El otro día me enzarcé con una amiga en una discusión de esas que se pueden catalogar como absurdas. Tomándonos algo me empezó a contar un viaje que había hecho recientemente durando su narración apenas tres minutos, tiempo suficiente para que me diera cuenta de que la historia que me estaba contando ya la había escuchado con anterioridad. Pues nada, ella erre con erre, que era imposible que me hubiera contado nada porque no nos habíamos visto desde que vino del viaje. Tras unos instantes de cabezonería por ambas partes, la bombilla se iluminó y me di cuenta de que mi amiga no había compartido conmigo esa experiencia, al menos en persona, pero ¡claro! se olvidó de su afición por contarme y contarnos detalladamente su vida a través de las redes sociales. Así que no me quedó más remedio que escuchar los relatos de un viaje que no me dejaban de ser familiares.
Volviendo a casa empecé a pensar en lo absurdo de lo que me acababa de pasar, un absurdo que fue in crescendo cuando, entre los paréntesis que de forma premeditada introduje en mi capacidad para escuchar el relato de mi amiga, me di cuenta de que a mi alrededor tenía gente de la que podría saber más información de la estrictamente necesaria precisamente por esa manía casi preocupante que tenemos de contar nuestra vida a través de pequeños post en diferentes redes sociales a nuestros amigos virtuales. Con esas entradas una puede saber desde la ideología política, hasta el estado de ánimo pasando por las aventuras y desventuras amorosas de completos desconocidos.

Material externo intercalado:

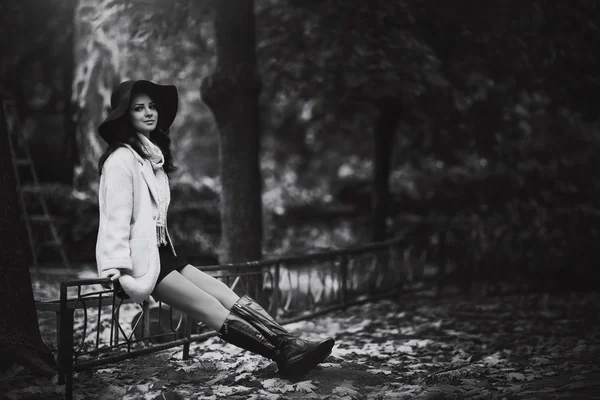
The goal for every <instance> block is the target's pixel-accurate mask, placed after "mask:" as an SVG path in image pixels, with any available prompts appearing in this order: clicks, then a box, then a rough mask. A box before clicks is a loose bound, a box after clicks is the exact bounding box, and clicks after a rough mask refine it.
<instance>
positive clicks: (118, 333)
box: [37, 240, 406, 399]
mask: <svg viewBox="0 0 600 400" xmlns="http://www.w3.org/2000/svg"><path fill="white" fill-rule="evenodd" d="M404 246H406V242H405V241H404V240H391V241H387V242H382V243H377V244H370V245H366V246H361V247H357V248H352V249H343V250H332V251H325V252H320V253H314V254H306V255H301V256H294V257H282V258H277V259H271V260H263V261H257V262H251V263H240V264H228V265H217V266H209V267H202V268H201V269H202V271H204V272H206V273H208V274H212V275H213V276H215V277H216V278H217V279H221V280H223V281H224V282H226V283H227V284H228V285H229V286H230V287H231V288H232V289H234V290H236V289H240V290H241V291H242V292H245V291H246V290H247V289H248V288H247V287H245V286H244V285H246V282H247V281H249V280H248V279H245V278H254V280H253V281H254V282H256V281H258V282H259V283H260V284H261V285H262V288H263V292H264V293H265V294H266V296H265V300H266V303H267V304H266V307H265V308H266V309H267V310H268V311H269V313H271V315H273V316H274V317H276V318H277V319H278V320H279V321H280V322H281V323H283V324H285V323H290V322H295V321H299V320H302V319H308V318H311V317H314V316H316V315H320V314H323V313H326V312H330V311H332V310H334V309H339V308H343V307H346V306H348V305H351V304H357V303H359V302H363V301H369V300H373V299H376V298H381V297H385V296H390V295H391V294H393V293H397V292H398V291H399V290H400V288H401V285H402V279H403V272H402V271H401V268H400V266H401V264H402V259H401V258H399V257H401V254H402V249H403V248H404ZM103 284H104V285H106V284H109V280H108V279H74V280H69V281H64V282H62V283H61V287H60V299H59V300H58V301H52V302H40V303H37V304H38V306H37V307H38V310H41V311H43V310H46V311H55V312H56V313H57V321H58V326H57V330H58V333H57V338H58V346H57V348H58V365H59V383H60V384H65V385H66V387H65V398H67V399H69V398H71V396H72V385H73V373H74V372H75V371H80V370H84V369H89V368H93V367H97V366H101V365H106V364H109V363H113V362H117V361H121V360H125V359H128V358H133V357H137V356H141V355H144V354H149V353H154V352H157V351H161V350H165V349H169V348H173V347H176V346H183V358H184V359H187V358H188V357H189V350H190V344H191V343H192V342H196V341H202V340H205V339H207V338H209V337H212V336H215V335H216V332H214V331H211V330H209V329H208V328H206V327H205V326H204V325H203V324H201V323H198V322H197V321H195V320H194V318H193V317H192V316H190V315H187V314H185V313H181V312H179V311H177V310H175V309H173V308H171V307H169V306H167V305H165V304H163V303H161V302H157V303H154V304H150V303H149V302H144V303H143V304H135V303H133V302H132V301H131V300H130V299H128V298H120V297H119V296H118V294H117V291H115V290H114V289H112V288H110V289H106V288H103V287H102V286H101V285H103ZM238 292H239V290H238ZM133 312H137V315H135V316H134V317H133V318H132V319H131V320H125V318H124V314H125V315H132V313H133ZM75 322H77V324H75Z"/></svg>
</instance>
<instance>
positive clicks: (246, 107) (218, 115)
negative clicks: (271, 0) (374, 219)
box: [200, 0, 263, 297]
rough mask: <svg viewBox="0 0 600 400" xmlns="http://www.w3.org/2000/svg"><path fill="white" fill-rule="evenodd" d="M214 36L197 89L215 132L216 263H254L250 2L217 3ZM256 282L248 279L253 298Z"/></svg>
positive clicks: (260, 195)
mask: <svg viewBox="0 0 600 400" xmlns="http://www.w3.org/2000/svg"><path fill="white" fill-rule="evenodd" d="M215 32H216V43H217V45H216V47H217V66H216V69H215V72H214V73H213V74H212V76H210V77H208V78H206V79H204V80H203V81H202V84H201V88H200V90H201V93H202V99H203V101H204V102H205V104H206V105H207V106H208V107H209V108H210V109H211V111H212V112H213V115H214V118H215V120H216V123H217V126H218V130H219V140H220V143H219V157H220V177H221V226H222V238H221V240H222V244H221V246H222V249H221V254H220V262H221V263H237V262H245V261H254V260H259V259H261V258H262V236H263V232H262V198H261V194H262V178H261V173H260V165H259V149H260V135H259V129H260V128H259V108H258V105H259V104H258V95H259V92H260V78H259V76H258V73H257V68H256V39H255V21H254V2H253V1H248V0H220V1H219V2H217V4H216V5H215ZM259 283H260V282H258V281H252V282H251V281H247V284H248V285H249V286H248V290H250V291H251V292H253V294H254V296H255V297H257V296H258V295H259V293H258V292H259V290H258V289H259Z"/></svg>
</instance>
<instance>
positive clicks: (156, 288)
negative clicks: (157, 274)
mask: <svg viewBox="0 0 600 400" xmlns="http://www.w3.org/2000/svg"><path fill="white" fill-rule="evenodd" d="M152 296H153V297H154V298H155V299H156V300H160V301H162V302H164V303H167V304H168V305H170V306H172V307H175V308H177V309H179V310H181V311H183V312H186V313H188V314H190V315H192V316H193V317H194V318H196V319H197V320H198V321H201V322H204V323H205V324H206V325H208V326H209V327H210V328H211V329H214V330H215V331H217V332H218V331H219V330H220V329H221V327H222V326H223V322H225V319H227V316H228V315H229V310H228V309H226V308H225V307H223V305H222V304H221V303H220V302H219V300H217V299H216V298H215V297H214V296H212V295H211V294H209V293H207V292H205V291H204V290H202V289H200V288H199V287H198V286H196V285H195V284H194V283H192V282H191V281H190V280H189V279H187V278H186V277H185V276H183V275H182V274H180V273H179V272H177V271H173V272H171V273H170V274H169V275H167V276H166V277H165V278H164V279H163V280H162V281H160V283H159V284H158V285H157V286H156V288H155V289H154V292H153V294H152Z"/></svg>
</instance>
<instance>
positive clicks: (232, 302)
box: [181, 264, 240, 310]
mask: <svg viewBox="0 0 600 400" xmlns="http://www.w3.org/2000/svg"><path fill="white" fill-rule="evenodd" d="M181 275H183V276H185V277H186V278H187V279H188V280H189V281H190V282H192V283H193V284H194V285H196V286H198V287H199V288H200V289H202V290H203V291H205V292H206V293H208V294H210V295H211V296H213V297H214V298H216V299H217V300H219V302H220V303H221V304H222V305H223V307H225V308H226V309H228V310H231V307H233V305H234V304H235V303H236V302H237V301H238V300H239V299H240V297H239V296H238V295H237V294H235V292H234V291H233V290H231V289H230V288H229V286H227V285H226V284H224V283H223V282H221V281H220V280H219V279H216V278H214V277H212V276H210V275H208V274H207V273H204V272H202V271H200V270H199V269H198V268H196V267H194V266H192V265H189V264H188V265H186V266H185V267H183V269H182V270H181Z"/></svg>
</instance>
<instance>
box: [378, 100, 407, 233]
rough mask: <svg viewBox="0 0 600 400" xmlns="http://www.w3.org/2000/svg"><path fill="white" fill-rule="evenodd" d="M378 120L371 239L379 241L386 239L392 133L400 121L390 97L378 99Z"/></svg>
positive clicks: (398, 105) (399, 106) (398, 106)
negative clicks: (386, 221)
mask: <svg viewBox="0 0 600 400" xmlns="http://www.w3.org/2000/svg"><path fill="white" fill-rule="evenodd" d="M378 108H379V110H380V116H379V121H378V124H377V128H376V129H375V146H374V147H375V154H374V159H375V171H374V177H373V207H372V213H373V214H372V221H373V228H372V229H373V230H372V233H371V240H372V241H373V242H380V241H383V240H385V239H386V236H387V227H386V219H387V214H388V208H389V197H390V193H389V192H390V183H389V182H390V169H391V158H392V144H393V139H394V133H395V132H396V128H397V127H398V124H399V122H400V112H401V110H400V106H399V103H398V102H397V101H394V99H392V98H384V99H381V100H380V101H379V104H378Z"/></svg>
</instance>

Toda esta situación me hace preguntarme cómo era nuestra vida antes de que apareciera en ella redes sociales como Facebook o Twitter -cómo pudimos sobrevivir- y también me hace plantearme si esa sobrexposición de nuestras vidas no es un arma de doble filo. No solo por la información que proporcionamos a gente que ni tan siquiera es de nuestro entorno, sino por el tiempo que nos perdemos en vivir las experiencias que se nos presentan en cada momento porque estamos más pendientes de tener que hacer la pertinente foto y subirla de manera inmediata para que el resto del universo conozca nuestros pasos. Leí hace mucho tiempo una columna de Maruja Torres en «El País» donde decía que no sabíamos disfrutar de algunos lugares, absorber su inmensidad o magnitud, por estar más preocupados en inmortalizar con una foto nuestro paso por ellos. Ahora, el proceso se ha vuelto más complejo y además de fotografiar cada paso que damos vamos y lo compartimos.
Parece ser que ahora este «compartir» nuestras vidas se ha llevado al extremo y las madres también se han sumado creando grupos de whassap para que a sus hijos no se les olvide nunca hacer los deberes, vamos que los niños tienen ya hasta secretarías particulares, con todo lo que ello conlleva. Parece mentira que pertenezca a una generación que nació y creció sin móvil, sin que mi madre le preguntara jamás a otra qué deberes me tocaban y parece que no hemos salido tan mal. Si se te olvidaba algo, bronca al canto y al día siguiente ya procurarías que no te volviera a ocurrir lo mismo. Es curioso como los padres de hoy en día protegen a sus hijos en algunos aspectos para luego sobreexponerlos en otros.
En fin, la vida. Que os dejo que tengo que compartir este artículo en algunas redes. ¡Ups!.